En no pocos ámbitos, la raza humana ha avanzado de un modo sorprendente en los últimos siglos. Se han experimentado avances espectaculares en los campos de la ciencia y la tecnología, trazado el mapa de nuestro genoma, llegado a la Luna y progresado en el reconocimiento otrora impensable de algunos Derechos Fundamentales. Sin embargo, aún nos queda un enorme trecho por delante y uno de sus aspectos más rechazable es el relativo al maltrato animal por pura diversión, sustentado sobre una peregrina idea de la tradición entendida como transmisión de ritos, usos y costumbres populares que se mantienen de generación en generación. Personalmente, me resulta incomprensible que en pleno siglo XXI el hombre necesite hacer daño a otras especies -incluida la suya propia- como complemento de fiestas y jolgorios. Ahora, con la llegada de las fiestas veraniegas, esta tendencia se acentúa todavía más, traduciéndose en actuaciones denigrantes que reflejan un ínfimo nivel de empatía hacia el medio natural y hacia los seres vivos que lo habitan.

Cabe recordar que hasta hace bien poco tiempo se celebraba en la localidad vallisoletana de Tordesillas el famoso festejo del "Toro de la Vega", una jornada que se remontaba al siglo XV y en la que un astado era perseguido a las orillas del río Duero por lanceros a caballo cuya misión consistía en acorralarlo y atravesarlo con rejones hasta la muerte.
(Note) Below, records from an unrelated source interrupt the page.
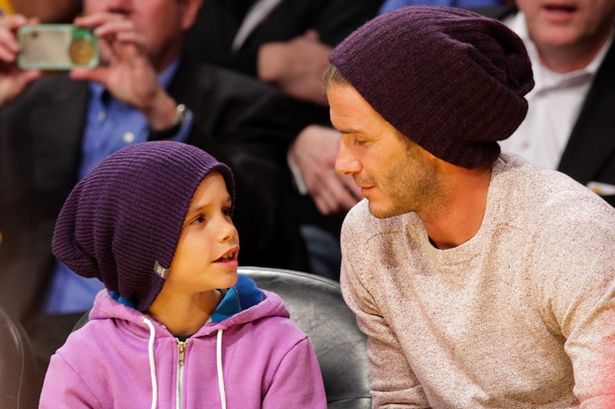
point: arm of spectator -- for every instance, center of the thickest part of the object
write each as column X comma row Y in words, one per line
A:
column 296, row 66
column 127, row 72
column 13, row 80
column 392, row 380
column 578, row 300
column 312, row 159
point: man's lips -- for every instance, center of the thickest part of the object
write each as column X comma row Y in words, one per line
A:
column 559, row 12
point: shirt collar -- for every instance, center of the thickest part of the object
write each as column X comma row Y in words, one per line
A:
column 544, row 77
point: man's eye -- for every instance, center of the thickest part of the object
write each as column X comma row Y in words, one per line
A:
column 197, row 220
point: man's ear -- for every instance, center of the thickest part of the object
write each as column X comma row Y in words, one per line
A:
column 190, row 12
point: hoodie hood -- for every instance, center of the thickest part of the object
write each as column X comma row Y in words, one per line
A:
column 249, row 355
column 242, row 303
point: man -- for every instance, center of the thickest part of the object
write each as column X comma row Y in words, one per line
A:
column 56, row 131
column 480, row 281
column 571, row 108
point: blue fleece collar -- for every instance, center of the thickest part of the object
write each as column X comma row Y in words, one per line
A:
column 240, row 297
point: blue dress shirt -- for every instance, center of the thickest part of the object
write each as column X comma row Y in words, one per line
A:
column 110, row 125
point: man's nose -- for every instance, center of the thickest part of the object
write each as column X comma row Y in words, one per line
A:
column 345, row 163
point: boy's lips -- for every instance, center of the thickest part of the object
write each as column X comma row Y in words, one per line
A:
column 230, row 255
Quien lograba darle el puyazo definitivo de gracia era reconocido en el pueblo como un verdadero héroe. Por fortuna, la propia fluidez del concepto de Cultura nos está permitiendo desafiar determinado acervo asociado a la atrocidad y, así, la otra cara de este macabro recorrido por las celebraciones más crueles de nuestra tierra la ofrecen algunos pueblos que han sustituido la carne y el hueso por el plástico y el cartón piedra, como sucede con las cabras que se lanzan desde el campanario de la iglesia en Manganeses de la Polvorosa (Zamora) o con los gansos que decapitan en la villa marinera de Lequeitio (Vizcaya). Son dos ejemplos de que la presión social en aras de finiquitar aficiones de todo punto de vista salvajes e indefendibles da a veces resultado.

Los defensores de estos espectáculos tan incivilizados aluden habitualmente al factor económico como decisivo para su perpetuación. Desde luego, no parece un argumento baladí, sobre todo si quienes lo esgrimen ostentan cargos de representación ciudadana. Porque cuando una práctica ancestral genera pingües beneficios sobre un territorio, resulta harto complicado oponerse a ella enarbolando las controvertidas banderas de la ética y la humanidad. De hecho, los propios políticos suelen ser los más renuentes a arriesgar los sillones enfadando a sus virtuales votantes con unas decisiones tan impopulares. Aun así, a mi juicio no se debe cejar en la aspiración de modificar esta clase de ocio aplicando otras medidas, contempladas si se quiere a largo plazo pero, en todo caso, imprescindibles de ser tomadas en algún momento. Se torna preciso consensuar las posturas de los defensores y los detractores, habida cuenta además que en los primeros suele prevalecer la voluntad de la citada preservación ritual frente a un afán de vejar a las especies. Obviamente no se trata de aumentar la brecha entre ambos bandos ni de alimentar más conflictos, sino de ir imponiendo paulatinamente, a través de la educación y de la información, la estima y la protección de todo ser vivo.

A estas alturas de la Historia, vivir en comunidad debería significar posicionarse muy lejos de perspectivas arcaicas que entienden la cultura como un conjunto de valores inmutables que han de acarrearse por los siglos de los siglos, aunque representen una apología del sufrimiento gratuito y un atentado a la convivencia decente. Para concluir, es necesario manifestar alto y claro que no todas las tradiciones son dignas de perdurar, máxime si pretendemos que nuestros hijos hereden y compartan un planeta más justo y, por ende, más evolucionado. De lo contrario, habremos fracasado nuevamente como especie.